User Namespace: The process can have root privilege in its namespace.
UTS(Unix TimeSharing System) Namespace: Segregation of hostnames.
IPC Namespace: Separating IPC resources.
Above is the image which tells us how to process is bounded by boundaries(namespaces). Now it’s time to address the elephant in the room, right? If the process lives in its own boundary then how do resources being shared among sidecar containers. The answer to this is simple Sidecar containers share namespaces. It does not share all namespaces but some namespaces which will help us to do some wonderful things. The question of how does it do it will be questioned which we will discuss in a different blog.

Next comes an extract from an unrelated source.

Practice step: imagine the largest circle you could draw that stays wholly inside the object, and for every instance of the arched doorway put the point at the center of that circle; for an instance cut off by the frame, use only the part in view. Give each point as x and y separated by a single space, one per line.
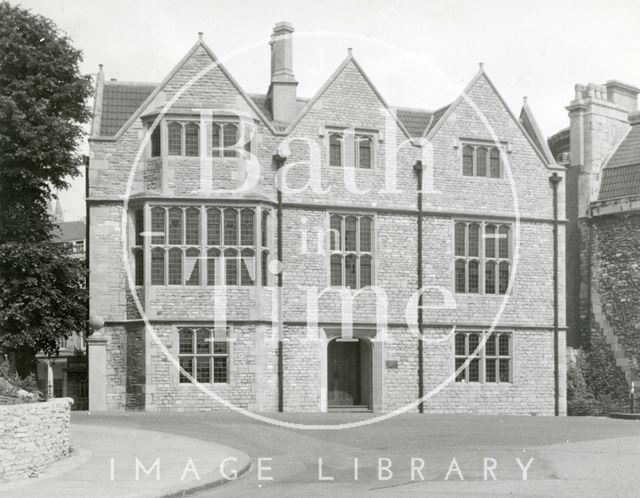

Now you can see the namespace being shared between the containers. Not all namespaces are being shared. Through Namespace sharing, we can implement a number of features like:-
Some application does not emit metrics and you need third party tools to do it. Example Redis exporters. Redis does not emit metrics by default. It hits the Redis running at localhost and then gathers information and exposes it.
It uses an envoy proxy as a sidecar container. It uses the advantage of a shareable network namespace. It hijacks the traffic coming or going out to the container and let’s do some cool things.
Vault’s Realtime Secret Update
Hashicorp Vault uses sidecar containers to provide real-time secrets to main applications
These are some profound use cases of sidecar containers. In the upcoming blog, we will see what does Kubernetes does under the hood to implement a sidecar container mechanism.